The Department of Cultural Studies invites you to the
8th Kamau Brathwaite Lecture in Cultural Studies entitled
"Bridges of Sound: Travelling with Kamau Brathwaite" - An Intergenerational conversation featuring Professor Emeritus Gordon Rohlehr, The University of the West Indies, St. Augustine Campus; and Dr. Christian Campbell, Trinidadian-Bahamian poet, essayist, scholar and cultural critic.
Gordon Rohlehr (born 20 February 1942) is a Guyana-born scholar and critic of West Indian literature, who is noted for his study of popular culture in the Caribbean, including oral poetry, calypso and cricket. He pioneered the academic and intellectual study of Calypso, tracing its history over several centuries, writing a landmark work entitled Calypso and Society in Pre-Independence Trinidad (1989), and is considered the world's leading authority on its development. His publications include:
Pathfinder: Black Awakening in “The Arrivants” of Edward Kamau Brathwaite (Tunapuna: College Press, 1981);
Cultural Resistance and the Guyana State (Casa de las Américas, 1984);
Calypso and Society in Pre-Independence Trinidad (Port of Spain, 1990);
My Strangled City and Other Essays (Longman Trinidad, 1992);
The Shape of That Hurt and Other Essays (Longman Trinidad, 1992);
A Scuffling of Islands: Essays on Calypso (Lexicon Trinidad Ltd, 2004);
Transgression, Transition, Transformation: Essays in Caribbean Culture (Lexicon, 2007); and
Ancestories: Readings of Kamau Brathwaite’s “Ancestors” (Trinidad: Lexicon, 2010) and
My Whole Life is Calypso: Essays on Sparrow (2015).

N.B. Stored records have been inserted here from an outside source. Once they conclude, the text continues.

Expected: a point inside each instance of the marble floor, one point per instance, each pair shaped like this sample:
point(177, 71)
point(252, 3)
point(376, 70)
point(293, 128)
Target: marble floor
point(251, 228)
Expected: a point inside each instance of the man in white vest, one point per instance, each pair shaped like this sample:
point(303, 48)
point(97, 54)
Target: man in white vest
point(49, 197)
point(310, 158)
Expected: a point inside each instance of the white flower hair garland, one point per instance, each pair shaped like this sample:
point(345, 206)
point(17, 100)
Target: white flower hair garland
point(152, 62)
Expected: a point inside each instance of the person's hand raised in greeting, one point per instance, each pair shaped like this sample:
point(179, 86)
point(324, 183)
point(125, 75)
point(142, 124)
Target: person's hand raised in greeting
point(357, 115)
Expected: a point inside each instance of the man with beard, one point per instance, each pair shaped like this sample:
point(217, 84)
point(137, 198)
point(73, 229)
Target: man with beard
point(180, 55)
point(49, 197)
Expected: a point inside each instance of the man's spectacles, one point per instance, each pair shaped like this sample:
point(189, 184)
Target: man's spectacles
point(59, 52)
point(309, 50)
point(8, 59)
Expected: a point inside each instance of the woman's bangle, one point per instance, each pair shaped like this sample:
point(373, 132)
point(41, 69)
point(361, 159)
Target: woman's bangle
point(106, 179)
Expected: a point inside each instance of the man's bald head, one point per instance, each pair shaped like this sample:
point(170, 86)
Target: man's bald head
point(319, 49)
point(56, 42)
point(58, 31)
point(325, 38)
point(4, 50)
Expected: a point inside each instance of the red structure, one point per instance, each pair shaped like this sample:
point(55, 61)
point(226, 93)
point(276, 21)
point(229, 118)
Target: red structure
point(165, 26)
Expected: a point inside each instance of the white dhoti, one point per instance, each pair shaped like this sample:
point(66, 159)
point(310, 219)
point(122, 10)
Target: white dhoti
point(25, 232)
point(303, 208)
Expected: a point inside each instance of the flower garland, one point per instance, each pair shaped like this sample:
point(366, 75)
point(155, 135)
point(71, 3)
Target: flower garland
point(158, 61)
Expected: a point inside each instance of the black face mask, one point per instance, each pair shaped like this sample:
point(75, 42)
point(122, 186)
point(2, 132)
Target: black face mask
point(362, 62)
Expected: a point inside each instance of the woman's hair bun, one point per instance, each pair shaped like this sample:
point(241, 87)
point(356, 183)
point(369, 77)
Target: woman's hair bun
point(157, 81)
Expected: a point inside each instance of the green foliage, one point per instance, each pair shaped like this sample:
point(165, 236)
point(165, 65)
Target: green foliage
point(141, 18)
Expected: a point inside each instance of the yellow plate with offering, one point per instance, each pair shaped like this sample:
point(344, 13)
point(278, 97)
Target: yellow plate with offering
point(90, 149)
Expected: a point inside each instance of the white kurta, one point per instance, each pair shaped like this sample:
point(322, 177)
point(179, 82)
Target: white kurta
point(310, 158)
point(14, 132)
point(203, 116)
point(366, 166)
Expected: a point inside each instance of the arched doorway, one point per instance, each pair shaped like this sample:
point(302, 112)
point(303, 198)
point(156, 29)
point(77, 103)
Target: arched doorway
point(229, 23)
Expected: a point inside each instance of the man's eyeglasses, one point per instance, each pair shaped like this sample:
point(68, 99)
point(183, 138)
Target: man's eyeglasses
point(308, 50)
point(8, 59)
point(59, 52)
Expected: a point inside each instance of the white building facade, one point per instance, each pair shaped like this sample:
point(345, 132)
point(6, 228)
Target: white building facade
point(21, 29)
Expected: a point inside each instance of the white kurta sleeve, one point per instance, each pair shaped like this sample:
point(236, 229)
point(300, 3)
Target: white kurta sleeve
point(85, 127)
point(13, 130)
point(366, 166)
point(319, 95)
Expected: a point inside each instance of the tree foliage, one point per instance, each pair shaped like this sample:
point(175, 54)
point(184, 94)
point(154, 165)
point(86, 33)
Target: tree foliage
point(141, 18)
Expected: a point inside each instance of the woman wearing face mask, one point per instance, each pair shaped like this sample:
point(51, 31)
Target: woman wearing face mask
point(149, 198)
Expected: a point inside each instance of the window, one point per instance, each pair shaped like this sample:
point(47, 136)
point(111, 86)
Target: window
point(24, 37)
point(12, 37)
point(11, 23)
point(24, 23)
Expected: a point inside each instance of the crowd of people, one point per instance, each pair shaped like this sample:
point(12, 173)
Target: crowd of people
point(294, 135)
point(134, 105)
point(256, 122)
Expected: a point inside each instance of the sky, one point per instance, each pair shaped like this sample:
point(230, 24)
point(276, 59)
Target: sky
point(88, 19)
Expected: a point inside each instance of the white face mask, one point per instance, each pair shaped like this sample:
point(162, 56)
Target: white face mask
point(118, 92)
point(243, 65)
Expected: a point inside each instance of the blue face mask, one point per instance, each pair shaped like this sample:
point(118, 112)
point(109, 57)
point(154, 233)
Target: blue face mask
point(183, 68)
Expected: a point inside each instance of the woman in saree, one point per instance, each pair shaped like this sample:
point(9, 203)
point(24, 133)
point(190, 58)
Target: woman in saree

Christian Campbell is a Trinidadian Bahamian poet, essayist and scholar. He is the author of the acclaimed poetry collection
Running the Dusk (2010), which won the UK’s Aldeburgh Prize and was a finalist for the Forward Prize for the Best First Collection and the Cave Canem Prize among other awards.
Running the Dusk was translated into Spanish by Aida Bahr and published in Cuba as Correr el Crepúsculo (2015). Campbell studied at Balliol College, Oxford as a Rhodes Scholar and his work has been featured and reviewed in The New York Times, The Guardian, Small Axe, The Financial Times and elsewhere. He has received awards and fellowships from the Lannan Foundation, Arvon Foundation, Ford Foundation, Fine Arts Work Center, Bread Loaf Writers Conference and elsewhere, and delivered the annual Derek Walcott Lecture for the Nobel Laureate Festival in St. Lucia. He has contributed to books on visual artists for major exhibits on both sides of the Atlantic and won the Art Writing Award from the Ontario Association of Art Galleries for his work on Jean-Michel Basquiat.